Alpha-ketoglutarate dehydrogenase complex-dependent succinylation of proteins in neurons and neuronal cell lines.

作者信息

Gibson Gary E, Xu Hui, Chen Huan-Lian, Chen Wei, Denton Travis T, Zhang Sheng

机构信息

Brain and Mind Research Institute, Weill Cornell Medical College, Burke Medical Research Institute, White Plains, New York, USA.

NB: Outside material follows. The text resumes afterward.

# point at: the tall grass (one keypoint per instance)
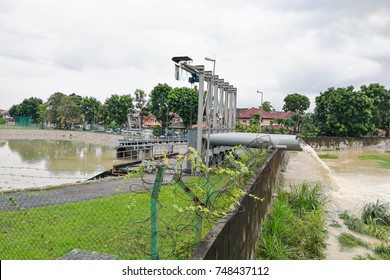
(295, 228)
(382, 160)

Proteomics and Mass Spectrometry Facility, Institute of Biotechnology, Cornell University, Ithaca, New York, USA.

出版信息

J Neurochem. 2015 Jul;134(1):86-96. doi: 10.1111/jnc.13096. Epub 2015 Apr 8.

DOI:10.1111/jnc.13096
PMID:25772995
原文链接:https://pmc.ncbi.nlm.nih.gov/articles/PMC4472501/
Abstract

Reversible post-translation modifications of proteins are common in all cells and appear to regulate many processes. Nevertheless, the enzyme(s) responsible for the alterations and the significance of the modification are largely unknown. Succinylation of proteins occurs and causes large changes in the structure of proteins; however, the source of the succinyl groups, the targets, and the consequences of these modifications on other proteins remain unknown. These studies focused on succinylation of mitochondrial proteins. The results demonstrate that the α-ketoglutarate dehydrogenase complex (KGDHC) can serve as a trans-succinylase that mediates succinylation in an α-ketoglutarate-dependent manner. Inhibition of KGDHC reduced succinylation of both cytosolic and mitochondrial proteins in cultured neurons and in a neuronal cell line. Purified KGDHC can succinylate multiple proteins including other enzymes of the tricarboxylic acid cycle leading to modification of their activity. Inhibition of KGDHC also modifies acetylation by modifying the pyruvate dehydrogenase complex. The much greater effectiveness of KGDHC than succinyl-CoA suggests that the catalysis owing to the E2k succinyltransferase is important. Succinylation appears to be a major signaling system and it can be mediated by KGDHC. Reversible post-translation modifications of proteins are common and may regulate many processes. Succinylation of proteins occurs and causes large changes in the structure of proteins. However, the source of the succinyl groups, the targets, and the consequences of these modifications on other proteins remains unknown. The results demonstrate that the mitochondrial α-ketoglutarate dehydrogenase complex (KGDHC) can succinylate multiple mitochondrial proteins and alter their function. Succinylation appears to be a major signaling system and it can be mediated by KGDHC.

摘要

蛋白质的可逆翻译后修饰在所有细胞中都很常见,并且似乎调节着许多过程。然而,负责这些改变的酶以及修饰的意义在很大程度上尚不清楚。蛋白质的琥珀酰化会发生,并导致蛋白质结构发生巨大变化;然而,琥珀酰基团的来源、靶点以及这些修饰对其他蛋白质的影响仍然未知。这些研究聚焦于线粒体蛋白质的琥珀酰化。结果表明,α-酮戊二酸脱氢酶复合体(KGDHC)可以作为一种转琥珀酰酶,以α-酮戊二酸依赖的方式介导琥珀酰化。抑制KGDHC会降低培养神经元和神经元细胞系中胞质和线粒体蛋白质的琥珀酰化。纯化的KGDHC可以使多种蛋白质发生琥珀酰化,包括三羧酸循环的其他酶,从而导致其活性发生改变。抑制KGDHC还会通过修饰丙酮酸脱氢酶复合体来改变乙酰化。KGDHC比琥珀酰辅酶A的作用效率高得多,这表明E2k琥珀酰转移酶的催化作用很重要。琥珀酰化似乎是一个主要的信号系统,并且可以由KGDHC介导。蛋白质的可逆翻译后修饰很常见,可能调节许多过程。蛋白质的琥珀酰化会发生,并导致蛋白质结构发生巨大变化。然而,琥珀酰基团的来源、靶点以及这些修饰对其他蛋白质的影响仍然未知。结果表明,线粒体α-酮戊二酸脱氢酶复合体(KGDHC)可以使多种线粒体蛋白质发生琥珀酰化并改变其功能。琥珀酰化似乎是一个主要的信号系统,并且可以由KGDHC介导。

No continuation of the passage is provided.